Bottom line: Using trauma data / map mashups is a great way to visualize complex information. It also allows us to plan meaningful prevention activities based on local information (a requirement for ACS trauma center verification). Imagine looking over such a map of your city, and identifying a cluster of pedestrian fatalities. Then you notice that this cluster is 2 blocks away from an elementary school. This could prompt you to work with the school to implement automobile awareness programs for the children, have the city review signage and obstructions to view in the area, and optimize the number and placement of crossing guards. Then redo the map afterwards to judge the impact. Wow!

Website: http://map.itoworld.com/road-casualties-usa#fullscreen 

Reference: Using geographic information systems in injury research. J Nurs Scholarsh 39(4):306-311, 2007.

Trauma Is The Leading Cause of Death …

We read this phrase all the time, in the newspapers and in many journal articles relating to trauma. Where do they get this?

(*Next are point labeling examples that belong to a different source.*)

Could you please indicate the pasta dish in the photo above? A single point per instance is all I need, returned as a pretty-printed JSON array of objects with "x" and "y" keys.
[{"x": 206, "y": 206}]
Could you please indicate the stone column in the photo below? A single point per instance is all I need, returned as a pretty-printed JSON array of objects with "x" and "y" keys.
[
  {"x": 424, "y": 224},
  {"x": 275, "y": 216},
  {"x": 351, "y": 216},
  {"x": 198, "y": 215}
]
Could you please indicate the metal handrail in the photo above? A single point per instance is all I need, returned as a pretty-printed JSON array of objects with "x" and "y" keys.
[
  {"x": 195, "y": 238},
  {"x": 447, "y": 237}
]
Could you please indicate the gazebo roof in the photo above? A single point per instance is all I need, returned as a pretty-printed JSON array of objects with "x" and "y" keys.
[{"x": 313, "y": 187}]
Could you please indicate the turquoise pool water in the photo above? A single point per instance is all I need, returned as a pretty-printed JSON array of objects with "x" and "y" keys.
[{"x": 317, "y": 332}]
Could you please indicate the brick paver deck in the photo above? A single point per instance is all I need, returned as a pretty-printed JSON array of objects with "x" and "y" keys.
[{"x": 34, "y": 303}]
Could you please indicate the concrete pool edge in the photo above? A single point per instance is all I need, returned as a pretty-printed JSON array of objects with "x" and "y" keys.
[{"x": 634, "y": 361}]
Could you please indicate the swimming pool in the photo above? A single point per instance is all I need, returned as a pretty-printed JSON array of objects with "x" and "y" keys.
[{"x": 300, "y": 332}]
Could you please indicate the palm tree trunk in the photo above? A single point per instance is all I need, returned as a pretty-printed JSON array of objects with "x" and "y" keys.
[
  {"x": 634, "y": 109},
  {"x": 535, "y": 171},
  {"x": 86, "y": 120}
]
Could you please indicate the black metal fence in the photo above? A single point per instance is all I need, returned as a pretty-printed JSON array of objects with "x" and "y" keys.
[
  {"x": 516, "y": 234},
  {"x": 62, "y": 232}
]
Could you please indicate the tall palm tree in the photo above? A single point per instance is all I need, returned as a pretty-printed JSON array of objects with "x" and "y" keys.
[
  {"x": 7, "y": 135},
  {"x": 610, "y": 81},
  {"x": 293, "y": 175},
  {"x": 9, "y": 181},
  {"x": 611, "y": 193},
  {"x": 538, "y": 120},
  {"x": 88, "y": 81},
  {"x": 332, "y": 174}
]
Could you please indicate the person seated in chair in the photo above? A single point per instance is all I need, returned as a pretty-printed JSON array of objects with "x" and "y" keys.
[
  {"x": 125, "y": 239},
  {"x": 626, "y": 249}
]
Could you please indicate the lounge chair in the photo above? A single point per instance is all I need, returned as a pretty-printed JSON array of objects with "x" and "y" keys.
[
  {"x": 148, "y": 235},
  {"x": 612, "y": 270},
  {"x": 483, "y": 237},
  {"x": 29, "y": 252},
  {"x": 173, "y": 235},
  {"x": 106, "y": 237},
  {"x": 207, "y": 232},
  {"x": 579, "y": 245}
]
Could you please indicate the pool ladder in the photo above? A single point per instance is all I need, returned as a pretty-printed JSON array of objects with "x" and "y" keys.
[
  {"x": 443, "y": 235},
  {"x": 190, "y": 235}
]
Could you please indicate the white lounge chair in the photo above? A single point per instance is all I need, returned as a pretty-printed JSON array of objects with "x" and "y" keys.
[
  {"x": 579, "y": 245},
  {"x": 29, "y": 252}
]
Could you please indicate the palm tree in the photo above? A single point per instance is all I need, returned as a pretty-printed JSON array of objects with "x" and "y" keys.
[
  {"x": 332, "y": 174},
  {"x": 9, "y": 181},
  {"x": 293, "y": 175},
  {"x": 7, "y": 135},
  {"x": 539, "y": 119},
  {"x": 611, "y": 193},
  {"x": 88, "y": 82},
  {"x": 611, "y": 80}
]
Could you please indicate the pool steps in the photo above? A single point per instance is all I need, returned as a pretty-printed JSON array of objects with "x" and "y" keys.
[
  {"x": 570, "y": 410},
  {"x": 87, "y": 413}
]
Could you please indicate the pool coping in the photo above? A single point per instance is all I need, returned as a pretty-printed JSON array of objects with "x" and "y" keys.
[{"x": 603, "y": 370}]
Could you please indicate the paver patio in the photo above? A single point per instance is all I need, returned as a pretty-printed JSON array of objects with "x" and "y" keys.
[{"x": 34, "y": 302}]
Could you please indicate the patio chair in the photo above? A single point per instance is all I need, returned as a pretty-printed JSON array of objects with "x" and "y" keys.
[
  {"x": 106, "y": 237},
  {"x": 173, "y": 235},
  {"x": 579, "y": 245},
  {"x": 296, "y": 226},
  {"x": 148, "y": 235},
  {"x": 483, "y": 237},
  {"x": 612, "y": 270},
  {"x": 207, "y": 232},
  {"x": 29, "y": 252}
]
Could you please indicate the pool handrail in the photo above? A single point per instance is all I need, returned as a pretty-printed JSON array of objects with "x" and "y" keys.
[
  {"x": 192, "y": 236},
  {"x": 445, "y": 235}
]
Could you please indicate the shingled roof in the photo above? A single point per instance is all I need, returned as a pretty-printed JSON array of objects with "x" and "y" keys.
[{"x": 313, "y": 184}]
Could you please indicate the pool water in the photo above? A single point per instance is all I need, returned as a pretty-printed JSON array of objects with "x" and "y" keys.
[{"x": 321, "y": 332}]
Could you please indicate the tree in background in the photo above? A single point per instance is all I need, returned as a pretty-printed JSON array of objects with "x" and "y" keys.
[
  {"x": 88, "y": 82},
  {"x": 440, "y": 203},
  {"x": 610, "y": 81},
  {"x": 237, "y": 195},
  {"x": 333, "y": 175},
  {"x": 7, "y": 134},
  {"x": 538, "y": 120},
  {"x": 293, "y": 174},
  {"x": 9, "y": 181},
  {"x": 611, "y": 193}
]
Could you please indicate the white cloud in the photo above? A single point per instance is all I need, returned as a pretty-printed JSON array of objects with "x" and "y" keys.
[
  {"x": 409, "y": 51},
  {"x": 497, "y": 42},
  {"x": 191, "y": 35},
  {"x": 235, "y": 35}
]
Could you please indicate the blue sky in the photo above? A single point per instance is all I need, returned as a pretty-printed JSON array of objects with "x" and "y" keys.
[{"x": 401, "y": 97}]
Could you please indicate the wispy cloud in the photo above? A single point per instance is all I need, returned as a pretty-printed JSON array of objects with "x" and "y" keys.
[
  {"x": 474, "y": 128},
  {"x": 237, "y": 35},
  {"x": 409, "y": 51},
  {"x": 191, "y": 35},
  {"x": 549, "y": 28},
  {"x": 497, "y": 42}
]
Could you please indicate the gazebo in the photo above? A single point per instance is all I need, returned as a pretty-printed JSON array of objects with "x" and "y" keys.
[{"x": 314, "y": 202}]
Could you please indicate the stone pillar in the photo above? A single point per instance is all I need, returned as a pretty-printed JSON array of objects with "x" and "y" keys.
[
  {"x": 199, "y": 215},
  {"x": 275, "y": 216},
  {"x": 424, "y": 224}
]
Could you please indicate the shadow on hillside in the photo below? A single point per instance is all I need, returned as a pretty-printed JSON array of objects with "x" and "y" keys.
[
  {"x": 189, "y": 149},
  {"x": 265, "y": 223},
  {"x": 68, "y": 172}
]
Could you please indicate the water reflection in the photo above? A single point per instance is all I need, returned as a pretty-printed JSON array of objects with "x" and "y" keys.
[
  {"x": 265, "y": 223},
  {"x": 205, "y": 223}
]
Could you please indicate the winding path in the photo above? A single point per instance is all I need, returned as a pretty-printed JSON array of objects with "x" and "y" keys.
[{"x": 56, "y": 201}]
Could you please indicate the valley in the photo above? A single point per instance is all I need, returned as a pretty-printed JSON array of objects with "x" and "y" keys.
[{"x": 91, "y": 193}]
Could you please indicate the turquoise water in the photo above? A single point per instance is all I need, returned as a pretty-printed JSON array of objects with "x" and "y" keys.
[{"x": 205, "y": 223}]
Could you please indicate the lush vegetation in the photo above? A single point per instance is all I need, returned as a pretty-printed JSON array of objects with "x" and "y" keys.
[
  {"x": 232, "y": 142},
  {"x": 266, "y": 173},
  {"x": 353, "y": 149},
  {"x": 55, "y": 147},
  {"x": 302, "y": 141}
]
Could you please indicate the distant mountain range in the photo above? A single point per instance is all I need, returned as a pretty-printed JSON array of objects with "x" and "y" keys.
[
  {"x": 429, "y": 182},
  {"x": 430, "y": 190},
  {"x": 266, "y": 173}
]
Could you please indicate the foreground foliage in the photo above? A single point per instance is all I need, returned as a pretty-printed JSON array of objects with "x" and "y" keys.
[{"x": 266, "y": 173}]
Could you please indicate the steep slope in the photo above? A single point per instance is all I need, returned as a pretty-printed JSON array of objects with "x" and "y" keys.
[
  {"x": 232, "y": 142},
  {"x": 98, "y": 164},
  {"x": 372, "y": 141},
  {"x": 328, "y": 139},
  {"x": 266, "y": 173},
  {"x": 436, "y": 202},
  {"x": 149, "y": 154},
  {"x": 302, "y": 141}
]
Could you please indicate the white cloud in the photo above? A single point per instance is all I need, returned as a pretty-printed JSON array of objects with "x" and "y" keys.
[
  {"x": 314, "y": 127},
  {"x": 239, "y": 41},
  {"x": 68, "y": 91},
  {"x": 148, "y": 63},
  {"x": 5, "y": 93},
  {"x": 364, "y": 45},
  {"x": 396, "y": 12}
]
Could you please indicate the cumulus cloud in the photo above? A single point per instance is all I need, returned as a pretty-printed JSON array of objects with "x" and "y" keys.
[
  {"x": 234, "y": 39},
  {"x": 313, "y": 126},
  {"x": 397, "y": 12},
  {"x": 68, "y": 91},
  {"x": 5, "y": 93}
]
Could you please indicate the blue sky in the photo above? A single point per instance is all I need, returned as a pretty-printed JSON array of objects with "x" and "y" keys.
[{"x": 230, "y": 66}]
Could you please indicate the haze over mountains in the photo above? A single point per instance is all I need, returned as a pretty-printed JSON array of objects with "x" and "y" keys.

Well, it comes from mortality statistics compiled by the Center for Disease Control.

Trauma IS the leading cause of death in ages 1-44. In infants, congenital defects cause the most deaths and trauma is only #4. At age 45 and above, it begins to drop off, but stays in the top 5 until age 65 when it drops to #9. Overall, trauma is the #5 killer for all age groups combined.

This image shows the top 5 causes of death across all age groups. The blue boxes are unintentional trauma, the red boxes are homicide, and the green boxes are suicide.

One fact that tends to surprise people is that suicide is such a common cause of death. Suicides are not typically reported in the news, so most people are unaware unless it involves their family or friends.